The inhibitors are structurally designed to mimic ATP and fit into this ATP-binding pocket. By occupying this site, the inhibitor prevents the ATP molecule from binding, blocking the phosphorylation step required to activate the MET receptor. This action shuts down the entire downstream signaling cascade, including pathways like RAS/MAPK and PI3K/AKT, which are responsible for cell growth and division.
Small molecule inhibitors are classified based on how they interact with the kinase domain’s conformation. Type I inhibitors bind to the active conformation of the protein, known as the “DFG-in” state. Type II inhibitors, in contrast, bind to the inactive “DFG-out” conformation of the kinase. This distinct binding mode allows Type II inhibitors to exploit an adjacent hydrophobic pocket, which can be effective against specific resistance mutations that render Type I inhibitors ineffective.
Current Classes and Clinical Applications
MET inhibitors fall into two major therapeutic classes: small molecule tyrosine kinase inhibitors (TKIs) and monoclonal antibodies. Small molecule TKIs are the most common and are orally available. These drugs target the internal activation domain of the MET protein. Examples of selective TKIs include capmatinib, tepotinib, and savolitinib.
The primary clinical application for these selective TKIs is in Non-Small Cell Lung Cancer (NSCLC) for patients whose tumors harbor the \(MET\) exon 14 skipping mutation. This alteration predicts response to MET inhibition, leading to the approval of these agents. High-level \(MET\) gene amplification is another indication, particularly when the amplification is pronounced.
MET amplification is also a mechanism of acquired resistance in patients initially treated with drugs targeting other pathways, such as EGFR inhibitors. Combining an EGFR inhibitor with a MET inhibitor is used to overcome this resistance. While NSCLC is the most prominent target, MET alterations also play a role in other malignancies, including gastric cancers and renal cell carcinoma.

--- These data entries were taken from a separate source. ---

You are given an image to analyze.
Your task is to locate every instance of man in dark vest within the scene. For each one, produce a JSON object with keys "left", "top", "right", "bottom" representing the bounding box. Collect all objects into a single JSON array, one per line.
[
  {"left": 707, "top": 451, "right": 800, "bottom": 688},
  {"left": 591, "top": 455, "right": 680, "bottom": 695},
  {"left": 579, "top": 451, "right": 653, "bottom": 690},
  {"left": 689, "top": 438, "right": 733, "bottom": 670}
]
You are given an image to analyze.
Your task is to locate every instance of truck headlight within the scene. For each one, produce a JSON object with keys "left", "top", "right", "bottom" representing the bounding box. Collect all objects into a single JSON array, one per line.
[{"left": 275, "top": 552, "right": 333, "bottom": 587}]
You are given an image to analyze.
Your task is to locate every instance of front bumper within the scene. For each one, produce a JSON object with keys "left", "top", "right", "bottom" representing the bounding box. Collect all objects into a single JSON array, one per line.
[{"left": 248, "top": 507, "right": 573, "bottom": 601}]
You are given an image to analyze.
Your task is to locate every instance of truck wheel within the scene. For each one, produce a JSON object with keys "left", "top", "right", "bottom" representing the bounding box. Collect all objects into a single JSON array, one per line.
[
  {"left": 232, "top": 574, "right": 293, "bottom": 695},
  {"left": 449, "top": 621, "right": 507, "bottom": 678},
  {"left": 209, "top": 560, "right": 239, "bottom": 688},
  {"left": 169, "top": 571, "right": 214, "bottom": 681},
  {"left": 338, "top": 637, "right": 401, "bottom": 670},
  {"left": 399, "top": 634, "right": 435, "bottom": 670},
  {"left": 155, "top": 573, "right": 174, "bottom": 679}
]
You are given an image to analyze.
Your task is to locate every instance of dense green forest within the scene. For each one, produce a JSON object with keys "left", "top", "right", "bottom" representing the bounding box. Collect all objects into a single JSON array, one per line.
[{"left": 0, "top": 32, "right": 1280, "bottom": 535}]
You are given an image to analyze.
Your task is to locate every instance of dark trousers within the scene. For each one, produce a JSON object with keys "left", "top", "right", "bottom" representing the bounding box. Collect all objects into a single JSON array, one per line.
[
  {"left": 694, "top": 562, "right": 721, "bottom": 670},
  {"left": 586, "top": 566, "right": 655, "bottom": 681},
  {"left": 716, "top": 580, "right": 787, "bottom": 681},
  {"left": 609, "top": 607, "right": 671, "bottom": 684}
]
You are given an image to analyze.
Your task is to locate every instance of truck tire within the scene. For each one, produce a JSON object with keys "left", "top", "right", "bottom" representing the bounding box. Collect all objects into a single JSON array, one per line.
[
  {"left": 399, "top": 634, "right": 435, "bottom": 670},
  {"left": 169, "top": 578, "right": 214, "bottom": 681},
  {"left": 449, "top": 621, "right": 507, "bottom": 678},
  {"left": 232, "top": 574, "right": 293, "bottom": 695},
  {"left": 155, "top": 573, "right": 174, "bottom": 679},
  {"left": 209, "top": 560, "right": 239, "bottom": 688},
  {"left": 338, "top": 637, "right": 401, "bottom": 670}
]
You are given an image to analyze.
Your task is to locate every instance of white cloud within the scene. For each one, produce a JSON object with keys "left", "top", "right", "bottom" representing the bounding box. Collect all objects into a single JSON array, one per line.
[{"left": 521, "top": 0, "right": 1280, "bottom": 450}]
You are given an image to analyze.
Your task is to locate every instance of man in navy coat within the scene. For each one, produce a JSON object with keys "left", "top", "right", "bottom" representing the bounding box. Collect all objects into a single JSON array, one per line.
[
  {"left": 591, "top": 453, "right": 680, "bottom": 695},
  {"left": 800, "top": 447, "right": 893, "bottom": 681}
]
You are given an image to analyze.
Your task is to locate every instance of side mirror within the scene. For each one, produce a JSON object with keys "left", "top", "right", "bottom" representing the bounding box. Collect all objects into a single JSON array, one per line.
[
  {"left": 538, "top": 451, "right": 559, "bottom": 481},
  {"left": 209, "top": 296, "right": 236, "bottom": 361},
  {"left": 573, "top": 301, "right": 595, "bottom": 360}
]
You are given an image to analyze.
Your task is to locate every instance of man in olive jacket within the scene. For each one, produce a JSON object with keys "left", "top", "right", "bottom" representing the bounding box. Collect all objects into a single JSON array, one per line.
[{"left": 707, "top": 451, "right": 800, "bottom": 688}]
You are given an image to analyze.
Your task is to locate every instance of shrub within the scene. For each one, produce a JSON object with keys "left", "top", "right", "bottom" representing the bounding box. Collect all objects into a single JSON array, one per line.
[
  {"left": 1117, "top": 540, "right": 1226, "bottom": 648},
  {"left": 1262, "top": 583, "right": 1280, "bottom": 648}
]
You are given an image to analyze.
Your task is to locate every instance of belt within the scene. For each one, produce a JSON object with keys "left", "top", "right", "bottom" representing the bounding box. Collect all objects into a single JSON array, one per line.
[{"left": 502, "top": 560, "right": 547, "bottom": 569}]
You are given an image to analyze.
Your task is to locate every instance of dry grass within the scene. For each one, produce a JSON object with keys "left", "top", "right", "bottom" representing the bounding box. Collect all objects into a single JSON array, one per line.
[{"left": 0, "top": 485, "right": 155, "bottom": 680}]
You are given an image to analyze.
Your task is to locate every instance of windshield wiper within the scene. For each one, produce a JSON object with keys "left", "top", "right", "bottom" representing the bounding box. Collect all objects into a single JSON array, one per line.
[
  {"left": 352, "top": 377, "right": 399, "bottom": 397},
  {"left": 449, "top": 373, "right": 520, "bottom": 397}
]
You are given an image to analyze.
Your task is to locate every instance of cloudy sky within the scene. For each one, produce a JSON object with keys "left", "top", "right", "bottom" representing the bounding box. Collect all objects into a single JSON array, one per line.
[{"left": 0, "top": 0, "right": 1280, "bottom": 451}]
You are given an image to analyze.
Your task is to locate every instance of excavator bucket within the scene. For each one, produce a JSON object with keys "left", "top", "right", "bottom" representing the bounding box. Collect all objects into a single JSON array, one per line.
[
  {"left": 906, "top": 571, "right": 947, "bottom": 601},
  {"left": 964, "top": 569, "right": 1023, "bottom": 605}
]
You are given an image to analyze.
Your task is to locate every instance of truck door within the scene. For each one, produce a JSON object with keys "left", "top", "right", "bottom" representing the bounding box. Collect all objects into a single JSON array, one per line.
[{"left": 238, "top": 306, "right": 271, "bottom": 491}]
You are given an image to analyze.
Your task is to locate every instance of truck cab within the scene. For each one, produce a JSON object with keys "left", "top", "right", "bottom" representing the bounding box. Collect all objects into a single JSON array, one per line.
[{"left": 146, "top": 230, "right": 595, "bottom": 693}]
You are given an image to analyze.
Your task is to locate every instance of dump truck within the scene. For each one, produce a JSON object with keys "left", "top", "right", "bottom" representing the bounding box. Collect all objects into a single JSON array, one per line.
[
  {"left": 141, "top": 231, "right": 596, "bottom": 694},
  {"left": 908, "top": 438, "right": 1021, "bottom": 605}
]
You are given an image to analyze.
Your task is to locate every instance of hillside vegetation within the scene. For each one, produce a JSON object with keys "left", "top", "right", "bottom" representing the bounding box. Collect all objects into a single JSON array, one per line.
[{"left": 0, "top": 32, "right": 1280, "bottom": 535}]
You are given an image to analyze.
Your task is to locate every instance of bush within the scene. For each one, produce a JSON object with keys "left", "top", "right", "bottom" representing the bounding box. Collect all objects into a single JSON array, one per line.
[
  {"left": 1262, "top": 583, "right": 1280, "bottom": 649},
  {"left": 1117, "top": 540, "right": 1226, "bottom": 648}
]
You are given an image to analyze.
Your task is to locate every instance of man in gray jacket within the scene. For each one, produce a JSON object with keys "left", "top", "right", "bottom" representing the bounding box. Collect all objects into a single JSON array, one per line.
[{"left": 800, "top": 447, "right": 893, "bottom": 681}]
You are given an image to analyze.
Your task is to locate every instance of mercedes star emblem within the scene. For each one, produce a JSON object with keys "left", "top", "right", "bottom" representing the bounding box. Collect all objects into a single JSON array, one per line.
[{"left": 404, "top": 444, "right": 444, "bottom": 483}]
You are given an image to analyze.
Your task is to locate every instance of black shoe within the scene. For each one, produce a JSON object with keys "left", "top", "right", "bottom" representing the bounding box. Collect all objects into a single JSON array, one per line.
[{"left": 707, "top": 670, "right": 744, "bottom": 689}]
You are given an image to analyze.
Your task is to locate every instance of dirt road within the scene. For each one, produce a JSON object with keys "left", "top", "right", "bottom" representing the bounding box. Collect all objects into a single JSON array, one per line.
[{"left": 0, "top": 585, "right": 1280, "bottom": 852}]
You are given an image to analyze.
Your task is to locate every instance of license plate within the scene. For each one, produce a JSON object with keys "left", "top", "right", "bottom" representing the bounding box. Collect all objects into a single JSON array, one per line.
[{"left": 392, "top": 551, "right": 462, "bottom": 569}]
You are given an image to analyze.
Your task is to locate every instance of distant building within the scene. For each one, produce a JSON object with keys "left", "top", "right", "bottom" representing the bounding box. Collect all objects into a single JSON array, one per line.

Patient Selection and Treatment Monitoring
Identifying the correct patients requires biomarker testing before treatment begins. The presence of a targetable \(MET\) alteration must be confirmed, usually through molecular diagnostics. Next-Generation Sequencing (NGS) is the standard method used to detect the \(MET\) exon 14 skipping mutation, often analyzing both the DNA and RNA from a tumor sample.
For detecting \(MET\) gene amplification, Fluorescence In Situ Hybridization (FISH) is used, measuring the ratio of \(MET\) gene copies to a control gene copy. Only patients with confirmed, actionable \(MET\) alterations are eligible for these targeted treatments. These TKIs are typically administered orally as pills.
Treatment monitoring is necessary due to potential side effects and the development of acquired drug resistance. Common side effects include peripheral edema (swelling, particularly in the limbs) and gastrointestinal issues like nausea or diarrhea. Resistance limits drug effectiveness when cancer cells evolve new ways to bypass the drug. This resistance can involve secondary mutations within the MET kinase domain that prevent drug binding or “off-target” mechanisms, such as activating a different signaling pathway like KRAS.